Fluid injection into unconsolidated formations serves many different purposes in the oil and gas industry. FOR projects require fluid injection at sustained high flow rates into the reservoir for years. Depending on the matrix properties and injection conditions, individual grains may be detached from the sand matrix and carried away by the fluid. During well shut-ins, pressure transients are generated and the direction of the flow is reversed allowing the grains to be transported and deposited near and even inside the wellbore. The deposited grains may plug the pores around the wellbore and decrease the injectivity, a phenomenon often observed at injection wells targeting unconsolidated formations.
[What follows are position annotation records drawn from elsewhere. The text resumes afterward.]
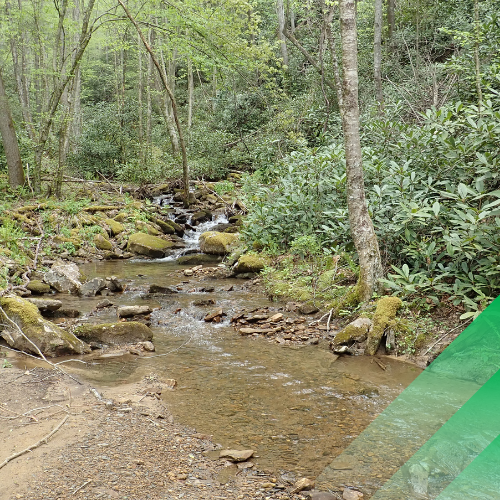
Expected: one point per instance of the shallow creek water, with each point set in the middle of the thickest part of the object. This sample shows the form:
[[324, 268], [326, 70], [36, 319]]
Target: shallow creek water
[[295, 405]]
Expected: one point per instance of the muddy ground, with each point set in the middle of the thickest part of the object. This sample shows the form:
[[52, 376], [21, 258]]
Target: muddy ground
[[121, 443]]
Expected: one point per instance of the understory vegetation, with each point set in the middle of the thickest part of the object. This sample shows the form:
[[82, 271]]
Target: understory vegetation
[[430, 149]]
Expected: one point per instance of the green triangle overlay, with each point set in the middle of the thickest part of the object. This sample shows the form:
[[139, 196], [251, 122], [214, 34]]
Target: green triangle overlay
[[386, 448]]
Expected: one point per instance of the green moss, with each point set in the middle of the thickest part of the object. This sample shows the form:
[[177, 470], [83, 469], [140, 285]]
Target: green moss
[[216, 243], [386, 310]]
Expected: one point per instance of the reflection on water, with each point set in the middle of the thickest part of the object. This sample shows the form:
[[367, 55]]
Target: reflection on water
[[294, 405]]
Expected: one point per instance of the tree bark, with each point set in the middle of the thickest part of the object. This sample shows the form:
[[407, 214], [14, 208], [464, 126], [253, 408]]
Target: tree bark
[[9, 139], [391, 20], [377, 56], [280, 9], [163, 76], [363, 233]]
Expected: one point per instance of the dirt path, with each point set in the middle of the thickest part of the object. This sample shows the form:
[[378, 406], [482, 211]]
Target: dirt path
[[125, 445]]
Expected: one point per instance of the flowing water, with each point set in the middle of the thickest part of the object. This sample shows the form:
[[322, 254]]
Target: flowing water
[[296, 406]]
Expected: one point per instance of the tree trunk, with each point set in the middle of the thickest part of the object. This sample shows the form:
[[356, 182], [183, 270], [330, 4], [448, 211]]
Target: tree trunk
[[363, 233], [390, 20], [9, 139], [163, 76], [377, 56], [280, 9], [190, 93]]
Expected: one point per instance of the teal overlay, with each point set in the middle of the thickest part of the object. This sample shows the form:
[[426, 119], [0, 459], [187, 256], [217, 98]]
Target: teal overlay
[[398, 444]]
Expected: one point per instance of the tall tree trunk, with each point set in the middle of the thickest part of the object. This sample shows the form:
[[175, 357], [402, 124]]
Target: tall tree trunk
[[190, 93], [163, 76], [377, 56], [363, 233], [391, 20], [9, 139], [477, 63], [280, 9]]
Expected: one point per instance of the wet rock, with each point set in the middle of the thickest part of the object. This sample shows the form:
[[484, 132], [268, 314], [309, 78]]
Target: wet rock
[[236, 455], [198, 258], [386, 310], [149, 228], [215, 243], [215, 315], [48, 337], [351, 494], [200, 217], [356, 331], [38, 287], [129, 311], [151, 246], [204, 302], [250, 263], [162, 289], [93, 287], [115, 227], [115, 333], [102, 243], [104, 303], [114, 284], [308, 309], [303, 484], [65, 278], [46, 305]]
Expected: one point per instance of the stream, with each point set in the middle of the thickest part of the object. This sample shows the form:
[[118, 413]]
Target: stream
[[296, 405]]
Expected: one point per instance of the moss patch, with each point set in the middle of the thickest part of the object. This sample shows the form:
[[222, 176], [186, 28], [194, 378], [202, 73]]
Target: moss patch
[[386, 310]]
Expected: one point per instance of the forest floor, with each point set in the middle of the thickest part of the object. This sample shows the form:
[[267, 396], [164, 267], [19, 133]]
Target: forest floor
[[125, 445]]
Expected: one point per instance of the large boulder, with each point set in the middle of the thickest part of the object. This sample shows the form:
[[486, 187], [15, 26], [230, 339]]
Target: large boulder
[[386, 310], [115, 227], [48, 337], [250, 263], [216, 243], [65, 278], [151, 246], [115, 333]]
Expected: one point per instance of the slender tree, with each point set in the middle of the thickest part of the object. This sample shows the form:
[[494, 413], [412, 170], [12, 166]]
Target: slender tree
[[363, 233], [9, 139], [377, 55]]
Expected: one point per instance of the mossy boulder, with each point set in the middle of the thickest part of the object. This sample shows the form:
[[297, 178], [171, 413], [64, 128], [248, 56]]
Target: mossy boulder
[[148, 228], [38, 287], [357, 331], [250, 263], [102, 243], [386, 310], [216, 243], [196, 259], [151, 246], [48, 337], [115, 333], [115, 227]]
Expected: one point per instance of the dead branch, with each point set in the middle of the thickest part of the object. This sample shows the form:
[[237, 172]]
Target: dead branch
[[36, 445]]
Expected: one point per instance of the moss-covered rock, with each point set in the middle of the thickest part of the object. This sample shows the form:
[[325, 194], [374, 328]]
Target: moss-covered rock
[[102, 243], [386, 310], [114, 333], [356, 331], [216, 243], [151, 246], [115, 227], [250, 263], [38, 287], [148, 228], [48, 337], [196, 259]]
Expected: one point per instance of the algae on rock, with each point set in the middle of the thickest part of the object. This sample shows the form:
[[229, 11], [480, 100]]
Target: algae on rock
[[48, 337], [386, 310]]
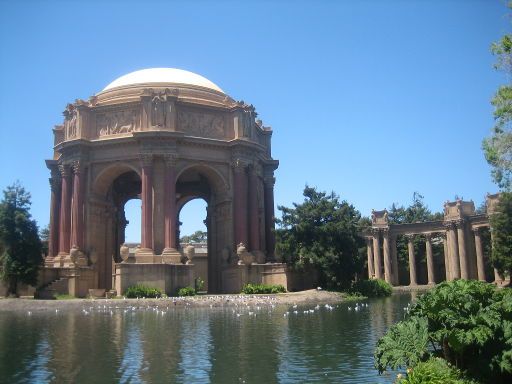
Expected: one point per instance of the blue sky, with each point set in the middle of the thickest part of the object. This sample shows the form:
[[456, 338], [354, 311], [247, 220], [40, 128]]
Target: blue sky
[[372, 99]]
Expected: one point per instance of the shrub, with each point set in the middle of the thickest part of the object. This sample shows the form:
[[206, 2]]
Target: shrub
[[254, 289], [139, 291], [186, 291], [372, 288], [434, 371]]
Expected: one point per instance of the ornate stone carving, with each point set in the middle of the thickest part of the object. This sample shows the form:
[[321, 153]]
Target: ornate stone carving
[[201, 124], [70, 121], [124, 121]]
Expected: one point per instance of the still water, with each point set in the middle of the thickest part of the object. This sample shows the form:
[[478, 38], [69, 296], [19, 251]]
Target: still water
[[262, 344]]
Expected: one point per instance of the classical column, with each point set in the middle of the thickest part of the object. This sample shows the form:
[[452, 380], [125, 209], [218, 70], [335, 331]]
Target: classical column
[[53, 240], [240, 181], [77, 207], [454, 252], [387, 257], [479, 255], [270, 240], [170, 203], [377, 261], [430, 259], [447, 267], [147, 203], [394, 259], [369, 251], [254, 220], [412, 260], [65, 211], [464, 267]]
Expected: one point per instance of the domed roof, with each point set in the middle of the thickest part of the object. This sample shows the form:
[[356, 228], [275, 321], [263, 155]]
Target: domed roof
[[161, 76]]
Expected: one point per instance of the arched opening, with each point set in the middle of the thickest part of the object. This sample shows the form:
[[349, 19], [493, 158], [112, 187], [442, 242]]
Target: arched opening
[[194, 232], [119, 188], [202, 183]]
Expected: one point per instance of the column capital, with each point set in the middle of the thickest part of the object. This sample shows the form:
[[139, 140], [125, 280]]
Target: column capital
[[146, 159], [171, 160], [64, 170], [55, 183], [239, 164], [77, 166]]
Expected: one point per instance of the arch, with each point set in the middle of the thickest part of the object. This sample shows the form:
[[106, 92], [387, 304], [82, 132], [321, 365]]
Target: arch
[[215, 178], [107, 175]]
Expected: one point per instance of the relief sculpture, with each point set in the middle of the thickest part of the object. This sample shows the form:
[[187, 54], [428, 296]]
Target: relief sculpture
[[117, 122], [201, 124]]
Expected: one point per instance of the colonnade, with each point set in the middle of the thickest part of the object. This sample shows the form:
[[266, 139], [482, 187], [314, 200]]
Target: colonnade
[[461, 260]]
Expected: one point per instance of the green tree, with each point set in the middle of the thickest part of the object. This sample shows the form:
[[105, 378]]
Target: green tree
[[501, 224], [322, 232], [498, 146], [20, 246], [469, 324], [196, 237]]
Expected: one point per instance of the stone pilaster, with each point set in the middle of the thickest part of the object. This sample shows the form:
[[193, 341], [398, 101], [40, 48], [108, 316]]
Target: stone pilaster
[[65, 215], [53, 240], [412, 261], [394, 258], [430, 259], [240, 203], [369, 252], [145, 253], [480, 264], [377, 261], [463, 259], [387, 256], [270, 240], [170, 253]]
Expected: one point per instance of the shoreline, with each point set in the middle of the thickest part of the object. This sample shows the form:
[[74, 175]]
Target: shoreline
[[311, 296]]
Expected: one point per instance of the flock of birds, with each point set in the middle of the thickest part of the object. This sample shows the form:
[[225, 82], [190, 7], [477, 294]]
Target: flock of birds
[[241, 305]]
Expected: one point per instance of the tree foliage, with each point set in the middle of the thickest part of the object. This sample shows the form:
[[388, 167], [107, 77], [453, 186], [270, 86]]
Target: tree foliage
[[501, 224], [498, 146], [196, 237], [322, 232], [20, 246], [469, 324]]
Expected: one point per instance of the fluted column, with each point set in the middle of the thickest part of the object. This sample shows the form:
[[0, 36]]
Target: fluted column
[[254, 219], [147, 203], [240, 181], [77, 222], [65, 210], [430, 259], [270, 239], [377, 261], [412, 260], [480, 264], [53, 239], [454, 252], [387, 257], [369, 252], [394, 259], [447, 266], [464, 266], [170, 203]]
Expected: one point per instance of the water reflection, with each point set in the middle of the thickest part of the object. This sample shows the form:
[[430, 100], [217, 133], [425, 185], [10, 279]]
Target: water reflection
[[202, 345]]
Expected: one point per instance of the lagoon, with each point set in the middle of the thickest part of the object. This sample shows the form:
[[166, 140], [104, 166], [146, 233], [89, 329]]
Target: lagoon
[[264, 343]]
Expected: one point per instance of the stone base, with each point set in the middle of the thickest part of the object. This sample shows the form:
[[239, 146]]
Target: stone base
[[144, 255], [166, 277], [235, 277], [171, 256]]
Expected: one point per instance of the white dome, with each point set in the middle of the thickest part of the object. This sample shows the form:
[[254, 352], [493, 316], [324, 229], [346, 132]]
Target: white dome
[[162, 75]]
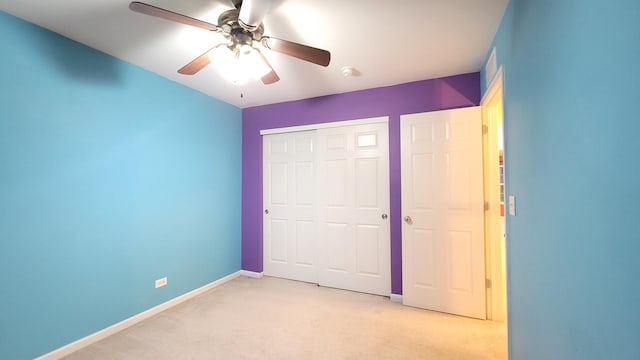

In order to address this issue, we implement a model consisting of partial differential equations solved through the numerical finite element methods that decomposes the porosity into mobile and immobile solid phases plus the liquid phase. The mass exchange from mobile to immobile solid phases is dependent on the deposition and erosion rates that are a function of the pressure gradient and stress concentrations around the wellbore. The system uses appropriate scales in size and time as well as appropriate field parameters. The results show how the porosity evolves over time around a hypothetical wellbore; the erosion reduces the pressure gradient until the erosion is negligible. The injection rate, the initial porosity heterogeneity and inter-grain forces (degree of consolidation) proved to have a significant impact on the matrix erosion. Simulations that emulate the effect having gravel and frac-packs were also performed evidencing that the different completion systems help to reduce the formation of high porosity channels around the wellbore during fluid injection.